Afternoon all. I had an issue today where 2 of my programs will no longer load my cad model, and one of them wont open at all. All of our programs are saved onto the company's network. They have spent a lot of money on the network so I know its top end. That being said has anyone ever had trouble saving and running programs off of a network? The 2 programs are rather large and I would rather not have to reprogram 1 or both of them.
  • I've run off a network for over a decade without any issues.
  • We run off of a network. No issues.

    I would make sure windows permissions haven't been updated.
  • If only those two programs are having trouble and you're still able to run other programs off of the network, then the culprit would be those programs and not your network?

    Do they run fine if you copy them locally?

    I've had an occasional program throw a serialization error when something drastic happened, like a power failure during a high-density scan calculation which corrupted the entire program. Which then required a restore from our network backup system. This has largely gone away since I've made all the network programs Read Only.
  • Afternoon all. I had an issue today where 2 of my programs will no longer load my cad model, and one of them wont open at all. All of our programs are saved onto the company's network. They have spent a lot of money on the network so I know its top end. That being said has anyone ever had trouble saving and running programs off of a network? The 2 programs are rather large and I would rather not have to reprogram 1 or both of them.


    No CAD, then can not open at all. Restart your PC
  • Only times I've had issues pulling up a program is when IT was messing around in the servers or when the servers crashed. They supposedly spent a lot of money on the network as well. Rolling eyes
    I'd check the network status and see if your connected to the drive you keep your programs on. Don't bother asking for tech help until you restart your PC because that's the first thing, they will ask you to try.
    Also, just off chance check to make sure the programs name wasn't changed by someone.
  • We run off of a network here too, and I've never experienced any issues at all.
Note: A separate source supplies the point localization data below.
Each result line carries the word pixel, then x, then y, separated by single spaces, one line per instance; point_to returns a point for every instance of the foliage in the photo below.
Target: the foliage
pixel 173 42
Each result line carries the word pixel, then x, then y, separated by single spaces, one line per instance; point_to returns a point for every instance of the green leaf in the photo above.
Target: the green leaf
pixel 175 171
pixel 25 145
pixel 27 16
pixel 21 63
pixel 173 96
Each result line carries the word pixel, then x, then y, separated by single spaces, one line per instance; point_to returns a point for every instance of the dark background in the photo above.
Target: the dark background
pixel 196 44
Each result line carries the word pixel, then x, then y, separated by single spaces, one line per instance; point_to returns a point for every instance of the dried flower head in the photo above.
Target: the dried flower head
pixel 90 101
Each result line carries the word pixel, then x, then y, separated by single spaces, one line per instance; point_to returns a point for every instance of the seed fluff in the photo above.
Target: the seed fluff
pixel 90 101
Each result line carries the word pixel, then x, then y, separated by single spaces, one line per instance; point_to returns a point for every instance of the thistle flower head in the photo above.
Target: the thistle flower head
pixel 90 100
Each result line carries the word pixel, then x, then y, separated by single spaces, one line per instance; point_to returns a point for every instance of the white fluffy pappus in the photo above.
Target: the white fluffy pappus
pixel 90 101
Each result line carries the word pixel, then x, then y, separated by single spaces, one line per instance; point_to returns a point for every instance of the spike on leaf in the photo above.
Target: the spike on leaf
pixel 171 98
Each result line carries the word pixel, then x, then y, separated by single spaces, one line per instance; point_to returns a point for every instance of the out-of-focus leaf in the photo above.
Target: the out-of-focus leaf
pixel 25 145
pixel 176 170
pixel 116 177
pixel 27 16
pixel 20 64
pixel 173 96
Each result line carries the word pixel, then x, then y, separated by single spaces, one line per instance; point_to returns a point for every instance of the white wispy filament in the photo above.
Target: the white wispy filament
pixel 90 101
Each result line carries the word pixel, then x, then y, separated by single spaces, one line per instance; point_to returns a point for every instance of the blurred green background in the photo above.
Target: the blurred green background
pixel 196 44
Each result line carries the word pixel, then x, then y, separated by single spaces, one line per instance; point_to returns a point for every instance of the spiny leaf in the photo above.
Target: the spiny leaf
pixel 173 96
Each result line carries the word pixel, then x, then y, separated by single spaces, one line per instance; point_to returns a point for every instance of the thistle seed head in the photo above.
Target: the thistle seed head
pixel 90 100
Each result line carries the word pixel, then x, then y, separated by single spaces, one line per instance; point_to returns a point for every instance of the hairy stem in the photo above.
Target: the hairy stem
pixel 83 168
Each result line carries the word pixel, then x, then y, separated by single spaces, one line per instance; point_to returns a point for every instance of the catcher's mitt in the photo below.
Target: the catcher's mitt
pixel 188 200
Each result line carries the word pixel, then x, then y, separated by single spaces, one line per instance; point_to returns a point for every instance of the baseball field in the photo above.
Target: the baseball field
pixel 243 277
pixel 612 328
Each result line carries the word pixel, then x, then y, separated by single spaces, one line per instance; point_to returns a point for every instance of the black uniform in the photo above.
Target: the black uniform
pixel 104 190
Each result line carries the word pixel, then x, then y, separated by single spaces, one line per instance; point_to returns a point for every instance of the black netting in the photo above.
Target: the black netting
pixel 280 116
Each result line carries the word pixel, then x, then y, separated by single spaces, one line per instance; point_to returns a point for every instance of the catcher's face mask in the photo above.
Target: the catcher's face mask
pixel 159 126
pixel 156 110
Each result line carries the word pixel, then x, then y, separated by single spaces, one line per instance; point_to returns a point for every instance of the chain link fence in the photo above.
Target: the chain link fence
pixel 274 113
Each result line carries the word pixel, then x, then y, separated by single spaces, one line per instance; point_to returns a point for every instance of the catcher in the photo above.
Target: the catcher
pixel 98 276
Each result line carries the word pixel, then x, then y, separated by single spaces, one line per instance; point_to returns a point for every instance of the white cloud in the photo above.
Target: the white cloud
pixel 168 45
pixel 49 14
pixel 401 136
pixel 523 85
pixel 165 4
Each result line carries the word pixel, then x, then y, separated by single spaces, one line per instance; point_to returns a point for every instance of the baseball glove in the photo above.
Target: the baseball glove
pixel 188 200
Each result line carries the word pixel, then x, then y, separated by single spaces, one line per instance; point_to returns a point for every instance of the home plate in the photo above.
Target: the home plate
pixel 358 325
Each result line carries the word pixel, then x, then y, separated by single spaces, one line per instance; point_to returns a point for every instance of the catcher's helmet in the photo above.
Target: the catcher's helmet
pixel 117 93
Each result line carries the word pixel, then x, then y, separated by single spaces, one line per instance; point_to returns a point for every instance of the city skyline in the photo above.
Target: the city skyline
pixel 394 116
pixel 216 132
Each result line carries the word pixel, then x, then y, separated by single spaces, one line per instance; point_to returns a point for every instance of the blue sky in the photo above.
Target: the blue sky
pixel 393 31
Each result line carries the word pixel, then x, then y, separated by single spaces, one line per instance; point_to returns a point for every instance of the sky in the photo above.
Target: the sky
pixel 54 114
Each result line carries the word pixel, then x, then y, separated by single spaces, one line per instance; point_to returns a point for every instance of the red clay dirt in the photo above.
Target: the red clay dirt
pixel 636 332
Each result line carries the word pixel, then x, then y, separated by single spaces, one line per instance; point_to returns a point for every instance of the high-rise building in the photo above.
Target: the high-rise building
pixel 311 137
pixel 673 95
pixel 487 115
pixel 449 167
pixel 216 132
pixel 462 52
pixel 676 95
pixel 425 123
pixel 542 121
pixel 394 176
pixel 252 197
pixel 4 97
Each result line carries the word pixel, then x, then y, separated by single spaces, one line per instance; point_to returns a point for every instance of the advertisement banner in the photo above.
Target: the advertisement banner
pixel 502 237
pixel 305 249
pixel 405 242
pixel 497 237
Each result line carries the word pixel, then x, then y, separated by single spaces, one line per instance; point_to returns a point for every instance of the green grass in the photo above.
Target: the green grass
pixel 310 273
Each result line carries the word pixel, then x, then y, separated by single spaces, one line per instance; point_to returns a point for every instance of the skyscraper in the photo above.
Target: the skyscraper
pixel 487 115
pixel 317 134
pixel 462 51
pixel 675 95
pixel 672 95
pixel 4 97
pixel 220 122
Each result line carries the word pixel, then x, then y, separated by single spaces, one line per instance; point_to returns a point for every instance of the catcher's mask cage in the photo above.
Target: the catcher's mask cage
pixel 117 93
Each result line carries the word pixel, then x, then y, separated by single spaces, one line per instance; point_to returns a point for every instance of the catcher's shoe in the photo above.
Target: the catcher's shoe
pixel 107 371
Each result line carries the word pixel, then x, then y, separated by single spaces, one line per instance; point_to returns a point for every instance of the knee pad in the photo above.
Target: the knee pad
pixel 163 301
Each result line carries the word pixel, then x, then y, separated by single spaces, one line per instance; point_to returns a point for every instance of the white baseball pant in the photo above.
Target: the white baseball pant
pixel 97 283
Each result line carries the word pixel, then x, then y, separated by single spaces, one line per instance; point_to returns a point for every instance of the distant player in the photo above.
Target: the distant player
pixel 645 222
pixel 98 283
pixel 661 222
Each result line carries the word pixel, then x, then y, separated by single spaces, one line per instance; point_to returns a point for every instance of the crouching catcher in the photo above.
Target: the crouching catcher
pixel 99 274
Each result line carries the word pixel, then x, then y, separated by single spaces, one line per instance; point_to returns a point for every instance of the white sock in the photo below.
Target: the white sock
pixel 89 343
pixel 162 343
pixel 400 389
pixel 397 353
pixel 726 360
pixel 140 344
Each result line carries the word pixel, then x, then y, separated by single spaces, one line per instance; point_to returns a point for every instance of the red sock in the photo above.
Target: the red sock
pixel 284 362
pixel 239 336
If someone messes up a program or deletes it or it gets corrupted, I just have IT restore it from backups. The drive they are stored on is backed up daily. Your IT dept should be backing up your programs as well. If they don't, then I HIGHLY recommend that they start. It has saved me so many times!
  • In service I've seen over 100 cases of programs being corrupted from network issues. It doesn't matter how great your network is it's something you have no control over. A disconnection at the wrong time can ruin a program. This is something you should do at your own risk
  • In service I've seen over 100 cases of programs being corrupted from network issues. It doesn't matter how great your network is it's something you have no control over. A disconnection at the wrong time can ruin a program. This is something you should do at your own risk



    This is 100% why we save "Masters" to the network. open pcd, save to local, run program from local save data to local then COPY to network, verify copy is complete delete local. if network goes down we are still running parts.
  • In service I've seen over 100 cases of programs being corrupted from network issues. It doesn't matter how great your network is it's something you have no control over. A disconnection at the wrong time can ruin a program. This is something you should do at your own risk


    This worries me greatly. I have seen issues myself, and now the company I work for is trying to make CMM operations "idiot proof". I feel a disaster coming. they intend to totally automate all the processes to the point of "all you have to do is put the part on the fixture and hit the button". Of course there are dozens of different parts and fixtures to create. They intend our brand new Global Blue to be run by any and everyone! Oh well, all I can do is write the programs.